En la Iglesia Anglicana de Inglaterra, después de muchos años de posponer los conflictivos debates y votación sobre el sacerdocio femenino, tan anhelado por la mayoría de los fieles ingleses, se ratificó la ordenación de mujeres sacerdotes establecida veinte años antes pero no el derecho de ellas a alcanzar el obispado. El sínodo anglicano reunido en Londres el 20 de noviembre del 2012, después de una ardiente discusión entre el sector conservador y el reformista del clero anglicano, que por momentos puso las cosas al borde del cisma, volvió a rechazar en una ajustada votación la ordenación de mujeres obispos, no obstante que había ya una veintena de ellas en pleno ejercicio del obispado en Australia, Nueva Zelandia, Suiza, Canadá y Estados Unidos. Para oponerse a las posiciones aperturistas los grupos tradicionalistas invocaron, como siempre, la tesis de que “Jesús eligió sólo a hombres entre sus apóstoles”.

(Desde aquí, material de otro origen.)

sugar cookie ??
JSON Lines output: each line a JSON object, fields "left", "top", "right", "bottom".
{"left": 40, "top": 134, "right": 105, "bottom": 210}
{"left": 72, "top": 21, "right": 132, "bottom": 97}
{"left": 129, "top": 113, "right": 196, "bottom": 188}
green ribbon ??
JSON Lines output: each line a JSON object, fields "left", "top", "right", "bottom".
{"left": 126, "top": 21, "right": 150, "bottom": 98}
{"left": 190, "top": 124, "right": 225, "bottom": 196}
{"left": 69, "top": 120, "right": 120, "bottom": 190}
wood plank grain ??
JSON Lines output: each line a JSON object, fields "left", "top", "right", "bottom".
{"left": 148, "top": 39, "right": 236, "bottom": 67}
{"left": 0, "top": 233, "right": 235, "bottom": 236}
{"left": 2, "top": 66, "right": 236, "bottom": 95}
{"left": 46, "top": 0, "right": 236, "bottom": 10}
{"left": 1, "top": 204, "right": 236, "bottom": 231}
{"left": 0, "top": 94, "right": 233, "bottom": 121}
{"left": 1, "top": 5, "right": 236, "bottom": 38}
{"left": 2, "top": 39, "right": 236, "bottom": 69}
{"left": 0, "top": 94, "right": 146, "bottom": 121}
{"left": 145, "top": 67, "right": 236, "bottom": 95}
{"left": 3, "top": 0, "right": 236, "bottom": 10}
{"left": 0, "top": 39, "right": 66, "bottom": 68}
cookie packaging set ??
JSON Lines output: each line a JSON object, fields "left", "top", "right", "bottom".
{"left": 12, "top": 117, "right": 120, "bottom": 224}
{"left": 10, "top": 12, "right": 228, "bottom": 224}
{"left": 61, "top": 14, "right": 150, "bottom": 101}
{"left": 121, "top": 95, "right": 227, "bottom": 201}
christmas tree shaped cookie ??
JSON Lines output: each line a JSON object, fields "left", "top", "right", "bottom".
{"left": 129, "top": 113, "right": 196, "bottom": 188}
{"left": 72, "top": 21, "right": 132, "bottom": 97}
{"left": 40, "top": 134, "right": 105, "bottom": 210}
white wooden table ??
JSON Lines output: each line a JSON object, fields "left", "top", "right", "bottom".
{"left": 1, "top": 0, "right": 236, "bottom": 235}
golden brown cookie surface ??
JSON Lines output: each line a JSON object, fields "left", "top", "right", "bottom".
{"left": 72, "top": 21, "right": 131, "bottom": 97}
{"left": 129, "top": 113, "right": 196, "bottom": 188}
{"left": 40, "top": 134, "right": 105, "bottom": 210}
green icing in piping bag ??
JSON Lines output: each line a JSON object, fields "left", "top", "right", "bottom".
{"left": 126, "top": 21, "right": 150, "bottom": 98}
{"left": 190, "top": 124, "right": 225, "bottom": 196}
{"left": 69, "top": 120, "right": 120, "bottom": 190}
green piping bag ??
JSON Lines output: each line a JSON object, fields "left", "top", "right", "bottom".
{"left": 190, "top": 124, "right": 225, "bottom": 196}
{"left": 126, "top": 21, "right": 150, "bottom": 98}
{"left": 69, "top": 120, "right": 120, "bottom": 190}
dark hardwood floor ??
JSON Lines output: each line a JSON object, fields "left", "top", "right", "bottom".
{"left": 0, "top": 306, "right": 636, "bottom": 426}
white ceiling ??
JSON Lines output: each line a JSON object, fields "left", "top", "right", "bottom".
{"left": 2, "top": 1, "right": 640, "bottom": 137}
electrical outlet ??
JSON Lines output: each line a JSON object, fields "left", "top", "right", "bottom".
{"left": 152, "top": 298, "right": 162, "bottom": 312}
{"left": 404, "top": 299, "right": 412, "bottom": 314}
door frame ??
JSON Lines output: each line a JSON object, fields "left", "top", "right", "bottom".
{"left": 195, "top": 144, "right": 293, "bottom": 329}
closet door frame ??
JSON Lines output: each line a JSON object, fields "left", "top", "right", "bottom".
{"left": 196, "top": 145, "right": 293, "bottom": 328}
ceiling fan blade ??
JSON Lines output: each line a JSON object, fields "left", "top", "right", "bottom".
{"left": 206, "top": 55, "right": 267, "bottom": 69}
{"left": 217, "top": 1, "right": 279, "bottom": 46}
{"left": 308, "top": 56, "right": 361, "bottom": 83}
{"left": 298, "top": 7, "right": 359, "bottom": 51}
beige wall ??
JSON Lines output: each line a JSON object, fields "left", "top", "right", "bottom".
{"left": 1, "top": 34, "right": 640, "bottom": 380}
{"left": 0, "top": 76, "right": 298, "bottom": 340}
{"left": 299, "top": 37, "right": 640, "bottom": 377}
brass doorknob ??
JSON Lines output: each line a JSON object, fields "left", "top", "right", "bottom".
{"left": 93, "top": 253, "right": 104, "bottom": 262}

Y en China las cosas no han sido muy diferentes, aunque no por razones religiosas sino culturales y políticas que vienen de viejos tiempos. En pleno siglo XXI la postergación civil y política de las mujeres resulta sorprendente. En el XVIII Congreso del Partido Comunista reunido en Pekín del 8 al 14 de noviembre del 2012, sólo el 23% de sus 2.270 delegados fueron mujeres. El Comité Central que de allí salió, compuesto por 205 miembros, tuvo apenas el 5% de integración femenina, cuyo papel, por lo demás, se limitaba a ratificar las decisiones tomadas por los círculos dirigentes, esencialmente masculinos. En el Buró Político del Comité Central —el denominado politburó— apenas dos de sus 25 miembros eran mujeres —Liu Yandong y Sun Chunlan—; y no había rastro femenino en el Comité Permanente del Buró Político —integrado por siete personas y presidido por el Secretario General del partido—, que era la más alta instancia partidista y política.
Durante el régimen maoísta la esposa de Mao Tse-tung y la esposa de Lin Bao, el número dos del gobierno, ocuparon asientos en el Buró Político. Pero desde la muerte del líder chino en 1976 este órgano colegiado no ha admitido mujeres en su seno por casi cuatro décadas.
Todo esto responde a una cuestión cultural que viene desde remotos tiempos: considerar que el mejor papel de las mujeres es quedarse en casa.
El <feminismo ha sido y sigue siendo un fenómeno complejo. Hoy es fundamentalmente un movimiento de exaltación de la mujer en todas las situaciones de la vida pública y privada, en el seno de una sociedad cuyos mecanismos de conducción han sido tradicionalmente dominados por los hombres.
Muchos factores han determinado un cambio de mentalidad y han contribuido a modificar la actitud de la gente frente a los derechos de las mujeres y a crear la conciencia de que deben recibir un tratamiento igualitario en la vida de la sociedad.
Se ha ampliado la aceptación social del trabajo femenino en áreas tradicionalmente reservadas a los hombres. Uno de los campos en que se han experimentado profundas modificaciones es el de la educación. Un número creciente de mujeres busca una carrera profesional.
Con el cambio en la educación ha venido el cambio en el trabajo. El porcentaje de las mujeres en la fuerza laboral de los países ha crecido rápidamente. Lo cual ha tenido incidencia en la vida familiar. La tradicional figura de la mujer en la casa y el hombre en el trabajo ha cambiado. Es muy alto el porcentaje de mujeres casadas que laboran fuera del hogar. El machismo, por consiguiente, se bate en retirada.